Das französische Kabinett soll die Vorlage zur Rentenreform in dieser Woche verabschieden, das Parlament wird in einer dreiwöchigen Sondersitzung im September darüber debattieren. Die Reform ist ausgesprochen unpopulär, 67 Prozent der Franzosen halten sie für »ungerecht«. Am 24. Juni demonstrierten bereits anderthalb bis zwei Millionen Menschen dagegen, für den Frühherbst werden noch stärkere Proteste erwartet. Geplant ist unter anderem, die Zahl der ob­ligatorischen Beitragsjahre zur Pensionskasse bis 2018 auf 41,5 anzuheben. Bereits bei einer vorangegangenen Reform ist die Zahl der Beitragsjahre um 2,5 auf 40 erhöht worden.
Auch das gesetzliche Mindestalter für den Eintritt in die Rente soll von 60 auf 62 Jahre angehoben werden. Dieses Mindestalter aber gilt ausschließlich für jene, die die erforderlichen Beitragsjahre vorweisen können. Das aber wird mit jeder Anhebung schwieriger. Wer beispielsweise längere Zeit arbeitslos war, muss entweder Abzüge akzeptieren, die für zwei fehlende Beitragsjahre bereits zehn Prozent der Rente ausmachen, oder aber bis zum gesetzlichen Eintrittsalter warten. Dieses lag bislang bei 65 Jahren. Bis 2023 soll es nun auf 67 Jahre angehoben werden. Auch dann wird der bestraft, dem Beitragsjahre fehlen, weil die Rente wegen eines geringeren Gesamtvolumens der Beiträge niedriger ausfällt.

Sarkozy hält diese Reform für einen Fortschritt und ein Gebot der »wirtschaftlichen Vernunft«. Für ihn kommt es derzeit nicht in Betracht, den zuständigen Minister Eric Woerth zu opfern, auch wenn dieser unter anderen Umständen wohl bereits zum Rücktritt gedrängt worden wäre. Dass Woerth weiterhin im Verdacht steht, eine Milliardärin begünstigt und mit ihrer Hilfe die ­Regierungspartei bereichert zu haben, wird allerdings nicht zur Popularität der Rentenreform beitragen.

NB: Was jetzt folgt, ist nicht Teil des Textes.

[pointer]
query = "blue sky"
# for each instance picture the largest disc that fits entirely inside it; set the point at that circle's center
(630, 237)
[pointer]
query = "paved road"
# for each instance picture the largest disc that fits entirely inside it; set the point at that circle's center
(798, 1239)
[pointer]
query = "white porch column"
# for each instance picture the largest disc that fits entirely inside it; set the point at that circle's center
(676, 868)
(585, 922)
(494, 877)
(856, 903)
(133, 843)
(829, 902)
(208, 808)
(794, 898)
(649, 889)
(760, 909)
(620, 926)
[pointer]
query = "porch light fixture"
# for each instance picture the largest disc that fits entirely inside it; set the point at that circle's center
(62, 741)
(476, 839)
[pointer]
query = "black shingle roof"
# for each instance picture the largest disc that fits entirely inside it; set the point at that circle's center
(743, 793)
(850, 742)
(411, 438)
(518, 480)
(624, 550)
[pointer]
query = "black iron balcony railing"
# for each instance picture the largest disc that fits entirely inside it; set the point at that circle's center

Eric Woerth sei entlastet worden, behauptete Sarkozy in dem Fernsehinterview. Ein vom Haushaltminister bestellter und am Sonntagabend publizierter Bericht des Direktors der Allgemeinen Steuerinspektion (IGF), die die Finanzämter kontrolliert, kommt zu dem Ergebnis, es seien keine Spuren einer Intervention des Ministers zugunsten von Liliane Bettencourt gefunden worden. Der Bericht, für den 6 247 Steuerakten untersucht worden sein sollen, wurde im Rekordzeitraum von anderthalb Wochen erstellt. Er ist höchst umstritten. Verantwortet wird er nicht von der Behörde, sondern nur von ihrem Direktor. Dieser aber ist ein direkter Untergebener des Haushaltsministers, derzeit Woerths Nachfolger François Baroin, und kann jederzeit ausgetauscht werden.
Der Bericht bestätigt sogar, dass Eric Woerth über die steuerliche Situation Bettencourts »informiert« war. Es wurde jedoch kein schriftlicher Beleg für eine Anordnung Woerths gefunden, Bettencourt zu begünstigen. Ein Mindestmaß an Diskretion und Geschick darf man dem Minister aber wohl zutrauen. Er bevorzugte offenbar traditionelle Methoden: Bettencourts ehemalige Buchhalterin sagte bei der Polizei aus, Woerth habe eine rechtswidrige Parteispende in Höhe von 150 000 Euro bei einem Abendessen in einem Umschlag entgegengenommen.
Indessen erfolgte vergangene Woche eine Auswertung der Tage- und Kassenbücher der früheren Buchhalterin von Patrice de Maistre in den Jahren 1995 bis 2009, Claire Thibout, durch die Polizei. Dabei stellte sich heraus, dass in den ersten vier Monaten von 2007 – in der Periode unmittelbar vor der französischen Präsidentschaftswahl – insgesamt 388 000 Euro in bar abgeheben wurden, deren Verbleib bislang ungeklärt ist. Ein größerer Teil davon dürfte Sarkozys Wahlkampf finanziert haben.